I noticed that a similar question was asked recently in https://forums.opensuse.org/showthread.php/526766-How-do-I-set-locale however I don’t think it parallels my case. Also, I cannot find a locale en_DE.

Any input is welcome.

Gernot Katzer

In the thread you linked to, my posts #55 and #59 may give you some ideas.

The short answer is there’s no easy way to customise locales at the moment.

Apologies for the short reply, just about to go out. :slight_smile:

I’m sure others will contribute.

…to set locale is far to be perfect and a common problem that one day or other I will solvelol!
…for your issue could be a good idea to change in german only the things that you like in systemsettings>regional settings>formats tab>check detailed settings and change what you like in the numbers time or other

Language and locale are quite different; you can set the system language as English and the locale as German; I do that every year when I visit my frsiends in Germany.

Date formats however tend to be application dependent. Most of the English date formats I can see have - as the alternative divider, eg. 10-09-2017, but LibreOffice, for example, has several different shortformat dates to select from.

KDE System settings>Regional settings>Formats allows some customisation of Numeric, Currency and Time formats for KDE applications. You may have to search a bit but you may find that a detailed setting other than an English or German one allows you to fine tune the display for KDE applications.

Unfortunately I think you’ll have to accept a compromise solution…

KDE uses Qt, at the moment Qt’s locale support (on linux) uses it’s own embedded CLDR data and not that provided by glibc.

No matter if new, or modified (glibc) locale definitions are added to /usr/lib/locale/, it makes no difference to Qt. As I found out for myself recently after modifying en_GB LC_TIME, a non Qt application, GIMP’s file chooser for example, recognised the new format, KDE applications did not.

As you’ve found, and “john_hudson” mention in the post above, you have limited customisation via (KDE) “System Settings - Regional Settings - Formats”.

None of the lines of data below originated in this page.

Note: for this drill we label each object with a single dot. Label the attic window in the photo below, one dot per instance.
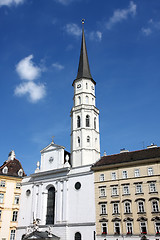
(5, 170)
(20, 172)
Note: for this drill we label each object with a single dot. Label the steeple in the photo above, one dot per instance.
(83, 68)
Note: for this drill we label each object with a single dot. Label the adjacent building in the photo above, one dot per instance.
(127, 195)
(11, 174)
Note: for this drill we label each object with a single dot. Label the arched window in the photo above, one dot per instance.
(88, 140)
(87, 99)
(95, 123)
(78, 121)
(79, 100)
(87, 121)
(79, 141)
(50, 206)
(77, 236)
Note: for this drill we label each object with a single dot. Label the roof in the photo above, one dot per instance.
(13, 168)
(128, 157)
(83, 68)
(40, 235)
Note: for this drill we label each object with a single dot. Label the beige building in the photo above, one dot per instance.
(11, 173)
(127, 194)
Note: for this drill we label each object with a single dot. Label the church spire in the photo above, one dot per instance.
(83, 69)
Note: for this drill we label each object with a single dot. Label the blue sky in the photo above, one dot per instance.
(39, 54)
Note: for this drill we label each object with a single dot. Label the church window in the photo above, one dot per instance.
(15, 215)
(28, 192)
(77, 236)
(5, 170)
(77, 185)
(79, 141)
(87, 99)
(20, 172)
(50, 206)
(87, 121)
(78, 121)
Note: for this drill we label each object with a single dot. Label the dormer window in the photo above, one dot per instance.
(20, 172)
(5, 170)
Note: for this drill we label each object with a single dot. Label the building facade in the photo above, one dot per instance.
(127, 193)
(11, 173)
(57, 195)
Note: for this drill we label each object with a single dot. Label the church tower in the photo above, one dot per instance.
(85, 143)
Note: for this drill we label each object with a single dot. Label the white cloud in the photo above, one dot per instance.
(73, 29)
(146, 31)
(34, 91)
(27, 70)
(122, 14)
(58, 66)
(10, 2)
(96, 35)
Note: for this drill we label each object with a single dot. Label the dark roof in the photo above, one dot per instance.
(40, 235)
(127, 157)
(13, 167)
(83, 69)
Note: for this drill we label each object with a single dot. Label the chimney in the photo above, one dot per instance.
(123, 150)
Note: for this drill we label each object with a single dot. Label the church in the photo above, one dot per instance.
(57, 201)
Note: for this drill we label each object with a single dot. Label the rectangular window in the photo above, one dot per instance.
(138, 188)
(15, 215)
(3, 183)
(18, 185)
(152, 187)
(117, 228)
(150, 171)
(16, 199)
(140, 207)
(155, 206)
(113, 175)
(124, 174)
(1, 197)
(157, 227)
(115, 208)
(102, 191)
(101, 178)
(143, 227)
(136, 173)
(129, 228)
(126, 189)
(13, 234)
(104, 228)
(103, 209)
(114, 191)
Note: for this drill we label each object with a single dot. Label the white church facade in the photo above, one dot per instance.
(59, 196)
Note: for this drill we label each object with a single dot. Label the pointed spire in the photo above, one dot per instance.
(83, 69)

By enabling “Detailed Settings” you might find a combination of Numbers and Time that come close to your requirements. Unfortunately 42.3 still uses Qt 5.6.2 which has far fewer locale definitions than Qt 5.9.1 of Tumbleweed, but even that is still limited in terms of customisation options.

The problem is acknowledged by Qt developers https://wiki.qt.io/Locale_Support_in_Qt_5

A major issue that needs solving is user customizations on UNIX desktop platforms. This is of particular interest to KDE developers.

There is a long standing (KDE) bug report concerning lack of locale customisation:
https://bugs.kde.org/show_bug.cgi?id=340982

I think we are a way off a satisfactory solution yet :frowning:

…and where does dolphin take the date???

If you mean the date format, and assuming you are referring to the plasma5 version. It uses the routines and locale data provided by Qt.

yes :), sorry for the short explanation of my meanings. …I tried en_DK in systemsettings>regional settings>formats>region and only changed currency in italian, now I have iso date format in clock and in dolphin. manythanks very good!!

That’s strange because with en_DK I get dd/mm/yyyy.

And there is a qt bug reported here:
https://bugreports.qt.io/browse/QTBUG-59382Furthermore, according to unicode.org, en_DK should use short year like 17-11-30.
So how on earth do you get ISO dates?